Chocolate Guinness Brownies
Last week's chocolate tasting in some friends' backyard could be described as extreme low key, and it carried on the St. Patrick's Day pairing of beer and chocolate. The recipe comes from Margaret M. Johnson's The New Irish Table: 70 Contemporary Recipes.
Grace Neill's Chocolate and Guinness Brownies
3/4 cup superfine or granulated sugar
8 ounces bittersweet chocolate, chopped
4 ounces white chocolate, chopped
6 tablespoons unsalted butter
3/4 cup all-purpose flour
3/4 cup cocoa powder
1 1/4 cups Guinness Stout
Confectioners' sugar for dusting
Preheat oven to 375 degrees [Fahrenheit]. Butter an 11-by-7-inch rectangular pan. In a mixing bowl, beat together the eggs and sugar until they are light and fluffy, about 3 minutes.
In a medium saucepan, over medium heat, melt the bittersweet chocolate, white chocolate and butter, stirring until the mixture is smooth.
Remove the chocolate from the heat and beat it into the egg mixture.
In a bowl or on a sheet of parchment or wax paper, sift together the flour and cocoa powder and beat them into the chocolate mixture.
Whisk in the Guinness.
Pour the batter into the prepared pan and bake for 30 to 35 minutes, or until a skewer inserted in the center comes out almost clean.
To serve, dust the cake with confectioners' sugar and cut into squares.
I thought the white chocolate, melted in with everything else, was unnecessary so I substituted more bittersweet (for a total of 12 ounces).

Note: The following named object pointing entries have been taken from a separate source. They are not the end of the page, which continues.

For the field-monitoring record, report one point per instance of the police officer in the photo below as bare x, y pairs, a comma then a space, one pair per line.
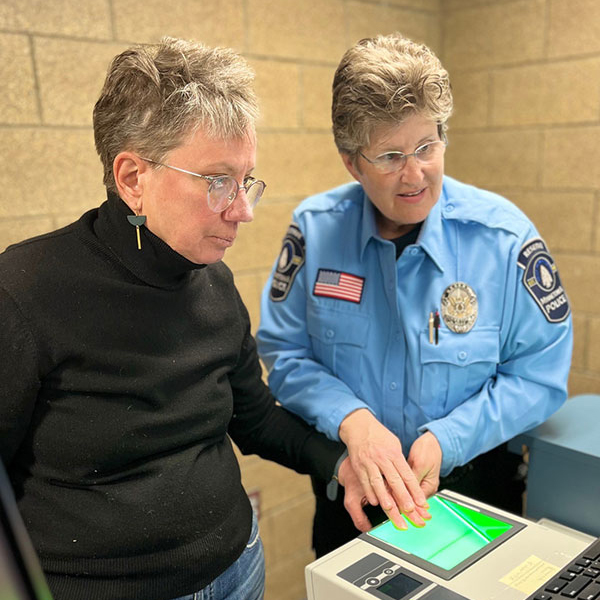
420, 320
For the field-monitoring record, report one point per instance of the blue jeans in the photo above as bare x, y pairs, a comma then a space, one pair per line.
243, 580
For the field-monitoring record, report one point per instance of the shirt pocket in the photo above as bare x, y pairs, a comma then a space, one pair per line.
338, 342
456, 368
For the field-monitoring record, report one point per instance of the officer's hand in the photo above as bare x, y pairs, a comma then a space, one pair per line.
425, 459
355, 499
376, 456
354, 496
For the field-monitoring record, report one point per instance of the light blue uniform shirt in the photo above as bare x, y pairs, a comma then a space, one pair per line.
328, 356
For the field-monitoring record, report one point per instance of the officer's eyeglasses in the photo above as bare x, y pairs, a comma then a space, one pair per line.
390, 162
223, 189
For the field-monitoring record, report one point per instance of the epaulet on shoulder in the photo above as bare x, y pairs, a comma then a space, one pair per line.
482, 206
339, 198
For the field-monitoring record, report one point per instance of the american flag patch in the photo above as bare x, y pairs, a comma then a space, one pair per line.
335, 284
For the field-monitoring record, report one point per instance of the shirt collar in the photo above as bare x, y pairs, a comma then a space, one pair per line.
431, 238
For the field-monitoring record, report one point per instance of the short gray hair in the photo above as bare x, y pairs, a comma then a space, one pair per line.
156, 95
383, 80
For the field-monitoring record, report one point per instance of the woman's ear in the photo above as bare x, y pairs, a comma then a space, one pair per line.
351, 166
128, 169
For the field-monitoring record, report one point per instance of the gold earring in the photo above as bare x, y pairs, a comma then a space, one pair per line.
137, 220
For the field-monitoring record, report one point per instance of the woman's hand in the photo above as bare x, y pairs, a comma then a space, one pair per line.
376, 456
425, 459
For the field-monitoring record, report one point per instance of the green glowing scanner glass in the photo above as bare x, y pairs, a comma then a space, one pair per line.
454, 533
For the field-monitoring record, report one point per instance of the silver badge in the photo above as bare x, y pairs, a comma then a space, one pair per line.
459, 307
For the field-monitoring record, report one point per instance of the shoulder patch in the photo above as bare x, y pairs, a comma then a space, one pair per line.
542, 281
291, 258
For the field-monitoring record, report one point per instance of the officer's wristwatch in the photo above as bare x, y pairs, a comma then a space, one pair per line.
332, 486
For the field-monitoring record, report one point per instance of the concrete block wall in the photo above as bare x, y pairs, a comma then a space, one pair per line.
54, 59
526, 79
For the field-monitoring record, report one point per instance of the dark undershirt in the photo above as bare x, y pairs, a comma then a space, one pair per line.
406, 240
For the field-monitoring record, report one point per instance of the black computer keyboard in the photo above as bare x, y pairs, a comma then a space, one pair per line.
580, 579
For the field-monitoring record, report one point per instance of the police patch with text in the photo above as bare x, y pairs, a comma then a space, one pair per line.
291, 258
541, 280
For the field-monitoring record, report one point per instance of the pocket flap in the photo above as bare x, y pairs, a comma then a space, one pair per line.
478, 345
336, 327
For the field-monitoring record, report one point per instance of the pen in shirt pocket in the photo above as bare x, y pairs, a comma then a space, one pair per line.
434, 327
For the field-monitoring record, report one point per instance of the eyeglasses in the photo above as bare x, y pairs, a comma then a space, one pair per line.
390, 162
223, 189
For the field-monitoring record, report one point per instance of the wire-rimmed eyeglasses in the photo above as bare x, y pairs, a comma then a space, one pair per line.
390, 162
223, 189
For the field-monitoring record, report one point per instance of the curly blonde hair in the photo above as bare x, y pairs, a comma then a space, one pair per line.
383, 80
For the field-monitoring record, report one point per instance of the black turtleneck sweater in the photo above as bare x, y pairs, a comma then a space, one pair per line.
122, 374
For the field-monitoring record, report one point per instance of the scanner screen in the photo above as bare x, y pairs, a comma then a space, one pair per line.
454, 533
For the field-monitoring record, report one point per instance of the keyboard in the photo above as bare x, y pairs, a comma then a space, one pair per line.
579, 580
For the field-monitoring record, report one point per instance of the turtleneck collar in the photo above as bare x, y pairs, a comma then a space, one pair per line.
156, 264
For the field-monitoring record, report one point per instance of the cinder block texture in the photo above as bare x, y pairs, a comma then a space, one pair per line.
278, 89
71, 74
570, 158
572, 211
430, 5
213, 22
574, 27
579, 276
366, 20
18, 103
581, 326
494, 159
494, 34
564, 92
471, 99
15, 230
316, 96
48, 171
299, 164
258, 243
249, 286
312, 29
77, 18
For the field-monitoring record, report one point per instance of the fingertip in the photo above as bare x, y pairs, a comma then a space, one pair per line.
401, 525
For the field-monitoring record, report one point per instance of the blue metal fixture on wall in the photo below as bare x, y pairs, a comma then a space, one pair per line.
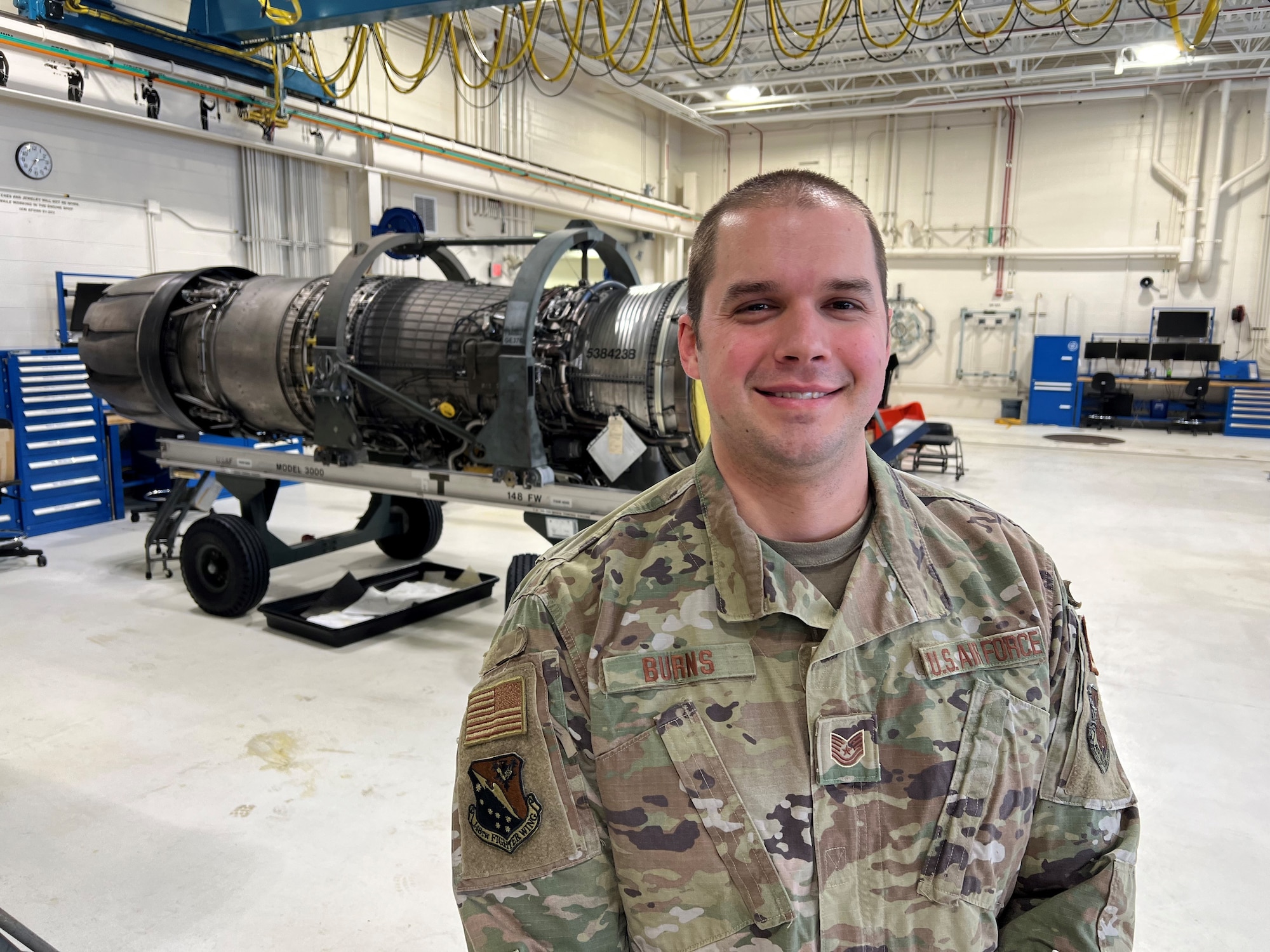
219, 55
62, 442
242, 20
1055, 397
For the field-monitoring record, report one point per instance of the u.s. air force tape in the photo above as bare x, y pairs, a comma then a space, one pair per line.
1006, 649
646, 671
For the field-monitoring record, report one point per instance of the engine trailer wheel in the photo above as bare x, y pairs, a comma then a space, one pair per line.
421, 529
225, 565
516, 572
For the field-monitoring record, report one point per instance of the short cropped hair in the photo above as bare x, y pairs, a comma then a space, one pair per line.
797, 188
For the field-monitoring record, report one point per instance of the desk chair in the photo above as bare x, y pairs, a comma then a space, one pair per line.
1113, 402
939, 447
12, 541
1194, 421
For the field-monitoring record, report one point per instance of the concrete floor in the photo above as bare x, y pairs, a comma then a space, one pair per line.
173, 781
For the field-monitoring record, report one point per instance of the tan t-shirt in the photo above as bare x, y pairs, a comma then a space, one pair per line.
827, 564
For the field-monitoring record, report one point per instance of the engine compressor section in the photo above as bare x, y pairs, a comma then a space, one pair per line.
411, 373
530, 385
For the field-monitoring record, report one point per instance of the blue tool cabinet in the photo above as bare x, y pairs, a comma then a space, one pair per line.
1248, 413
1055, 395
62, 444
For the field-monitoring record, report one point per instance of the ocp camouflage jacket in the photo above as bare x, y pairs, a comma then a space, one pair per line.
678, 743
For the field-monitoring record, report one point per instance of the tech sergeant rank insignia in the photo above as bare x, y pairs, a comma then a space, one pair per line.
504, 816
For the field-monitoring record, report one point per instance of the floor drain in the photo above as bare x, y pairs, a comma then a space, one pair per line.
1084, 439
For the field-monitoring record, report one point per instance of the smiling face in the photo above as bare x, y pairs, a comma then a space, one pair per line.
793, 341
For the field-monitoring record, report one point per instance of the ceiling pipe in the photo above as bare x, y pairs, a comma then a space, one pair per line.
1217, 188
1191, 191
979, 103
1142, 252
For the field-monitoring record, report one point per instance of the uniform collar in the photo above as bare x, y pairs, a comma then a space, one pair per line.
895, 582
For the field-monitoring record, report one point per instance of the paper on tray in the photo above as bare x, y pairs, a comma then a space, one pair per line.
377, 604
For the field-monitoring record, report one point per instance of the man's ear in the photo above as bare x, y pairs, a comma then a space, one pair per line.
689, 345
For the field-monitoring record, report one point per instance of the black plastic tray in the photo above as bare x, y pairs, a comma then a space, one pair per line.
288, 614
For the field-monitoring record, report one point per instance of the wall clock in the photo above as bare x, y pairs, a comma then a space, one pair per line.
34, 161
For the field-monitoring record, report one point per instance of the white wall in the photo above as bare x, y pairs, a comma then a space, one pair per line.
111, 171
1083, 180
102, 228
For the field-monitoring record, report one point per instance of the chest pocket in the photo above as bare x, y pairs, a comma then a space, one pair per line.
692, 866
982, 833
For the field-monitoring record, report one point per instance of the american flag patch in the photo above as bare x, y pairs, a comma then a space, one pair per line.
497, 711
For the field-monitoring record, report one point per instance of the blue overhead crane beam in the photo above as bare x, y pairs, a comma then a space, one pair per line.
244, 20
215, 55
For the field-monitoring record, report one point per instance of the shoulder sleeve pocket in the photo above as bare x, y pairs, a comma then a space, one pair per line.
1084, 769
516, 817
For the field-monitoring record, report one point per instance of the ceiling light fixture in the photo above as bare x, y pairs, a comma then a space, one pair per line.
1160, 54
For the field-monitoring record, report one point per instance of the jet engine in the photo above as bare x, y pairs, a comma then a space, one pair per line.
528, 383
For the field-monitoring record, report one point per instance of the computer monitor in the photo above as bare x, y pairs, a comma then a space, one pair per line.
1094, 350
1132, 351
1169, 352
1175, 323
86, 295
1203, 352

I also simplified the recipe by leaving off the confectioners' sugar. I was tempted to follow my impulses and cut up the hot brownies in the pan straight out of the oven, but I held back while I let the baked brownie cake cool on a rack, and then I sliced it into squares with a sharp knife about half an hour later. Good idea--the edges were sharp, without a crumb in sight.

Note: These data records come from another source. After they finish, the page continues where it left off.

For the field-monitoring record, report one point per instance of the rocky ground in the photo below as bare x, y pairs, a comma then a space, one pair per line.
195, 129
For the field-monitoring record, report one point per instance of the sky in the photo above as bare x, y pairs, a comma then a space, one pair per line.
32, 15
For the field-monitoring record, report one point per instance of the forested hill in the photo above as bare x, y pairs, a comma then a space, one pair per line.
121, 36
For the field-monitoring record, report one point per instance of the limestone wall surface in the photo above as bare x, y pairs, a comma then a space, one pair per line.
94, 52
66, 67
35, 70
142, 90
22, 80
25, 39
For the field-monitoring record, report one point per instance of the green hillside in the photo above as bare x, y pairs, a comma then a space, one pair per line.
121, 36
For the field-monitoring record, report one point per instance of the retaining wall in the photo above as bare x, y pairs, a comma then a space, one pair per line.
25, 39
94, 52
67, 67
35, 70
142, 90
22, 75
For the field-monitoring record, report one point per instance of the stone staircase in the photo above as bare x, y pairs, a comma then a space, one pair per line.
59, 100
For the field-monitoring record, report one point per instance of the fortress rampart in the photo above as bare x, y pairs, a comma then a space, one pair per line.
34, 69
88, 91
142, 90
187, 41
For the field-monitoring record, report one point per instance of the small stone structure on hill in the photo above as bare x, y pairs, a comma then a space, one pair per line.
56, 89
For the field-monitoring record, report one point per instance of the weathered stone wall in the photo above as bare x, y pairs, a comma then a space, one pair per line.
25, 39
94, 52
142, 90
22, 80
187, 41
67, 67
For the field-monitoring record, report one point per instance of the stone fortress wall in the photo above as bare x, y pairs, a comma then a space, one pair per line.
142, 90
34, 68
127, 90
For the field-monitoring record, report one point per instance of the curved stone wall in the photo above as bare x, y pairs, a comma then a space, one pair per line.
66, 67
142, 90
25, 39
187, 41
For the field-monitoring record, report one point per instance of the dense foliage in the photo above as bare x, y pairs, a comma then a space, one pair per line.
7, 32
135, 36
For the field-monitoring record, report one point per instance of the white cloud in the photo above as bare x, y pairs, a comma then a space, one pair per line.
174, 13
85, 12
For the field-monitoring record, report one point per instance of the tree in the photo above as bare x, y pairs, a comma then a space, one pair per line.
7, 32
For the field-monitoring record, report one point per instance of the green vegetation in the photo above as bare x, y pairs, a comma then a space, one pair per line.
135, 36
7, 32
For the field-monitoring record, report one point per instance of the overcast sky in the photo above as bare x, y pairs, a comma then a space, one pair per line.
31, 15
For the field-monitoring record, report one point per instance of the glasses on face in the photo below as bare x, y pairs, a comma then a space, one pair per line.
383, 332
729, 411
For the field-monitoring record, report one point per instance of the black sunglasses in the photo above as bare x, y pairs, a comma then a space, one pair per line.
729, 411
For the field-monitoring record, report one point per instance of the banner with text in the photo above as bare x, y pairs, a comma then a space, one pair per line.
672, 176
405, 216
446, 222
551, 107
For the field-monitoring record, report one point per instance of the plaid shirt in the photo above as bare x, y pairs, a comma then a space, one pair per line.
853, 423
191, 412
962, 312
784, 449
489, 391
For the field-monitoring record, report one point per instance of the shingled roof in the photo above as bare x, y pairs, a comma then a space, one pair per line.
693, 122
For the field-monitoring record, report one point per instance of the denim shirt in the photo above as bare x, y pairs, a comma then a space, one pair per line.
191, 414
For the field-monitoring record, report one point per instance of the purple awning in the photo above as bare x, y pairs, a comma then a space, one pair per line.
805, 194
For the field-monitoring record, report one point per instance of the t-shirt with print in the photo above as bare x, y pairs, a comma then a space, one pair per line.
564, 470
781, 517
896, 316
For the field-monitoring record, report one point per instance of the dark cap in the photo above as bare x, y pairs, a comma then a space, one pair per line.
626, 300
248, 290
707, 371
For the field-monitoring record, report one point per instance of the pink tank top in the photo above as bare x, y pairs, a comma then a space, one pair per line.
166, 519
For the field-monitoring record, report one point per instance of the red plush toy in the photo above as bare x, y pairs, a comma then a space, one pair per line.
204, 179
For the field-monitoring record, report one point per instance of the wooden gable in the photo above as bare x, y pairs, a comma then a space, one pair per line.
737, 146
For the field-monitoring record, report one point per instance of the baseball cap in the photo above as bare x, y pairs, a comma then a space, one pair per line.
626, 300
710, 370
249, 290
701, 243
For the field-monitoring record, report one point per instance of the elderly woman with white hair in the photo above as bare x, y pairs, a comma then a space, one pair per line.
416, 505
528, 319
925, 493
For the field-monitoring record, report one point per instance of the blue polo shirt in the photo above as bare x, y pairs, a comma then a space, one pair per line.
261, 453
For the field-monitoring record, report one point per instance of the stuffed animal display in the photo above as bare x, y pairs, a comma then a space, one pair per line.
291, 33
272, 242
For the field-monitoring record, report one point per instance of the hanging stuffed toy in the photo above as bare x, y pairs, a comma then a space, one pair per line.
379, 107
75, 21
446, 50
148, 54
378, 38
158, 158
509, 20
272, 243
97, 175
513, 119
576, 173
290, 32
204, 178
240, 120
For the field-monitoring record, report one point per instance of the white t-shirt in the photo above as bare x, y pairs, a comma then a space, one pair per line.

Brownies are a homey dessert--and a good opportunity to let the everyman of chocolate have his day. I used Nestle's "cooking chocolate," available in 200g bars from the supermarket. The only problem I had was that the molten chocolate turned into a thick paste instead of a glossy liquid. I was prepared to take the blame for being careless and allowing the chocolate to seize--until I read this commentary from Britain's The Observer. So Nestle's 40%-cacao concoction may indeed be harder to work with than the pure stuff, but in the end the uncomplicated flavor made my brownies smooth, consistent, and easy to enjoy. There's no greater tribute to the patron saint of the Irish than a bottle of Guinness, and the cup used here imparts the finished product with a touch of heartiness. And in the spirit of the holiday, local Melbourne bottle shops are giving away Guinness footballs with every eight cans.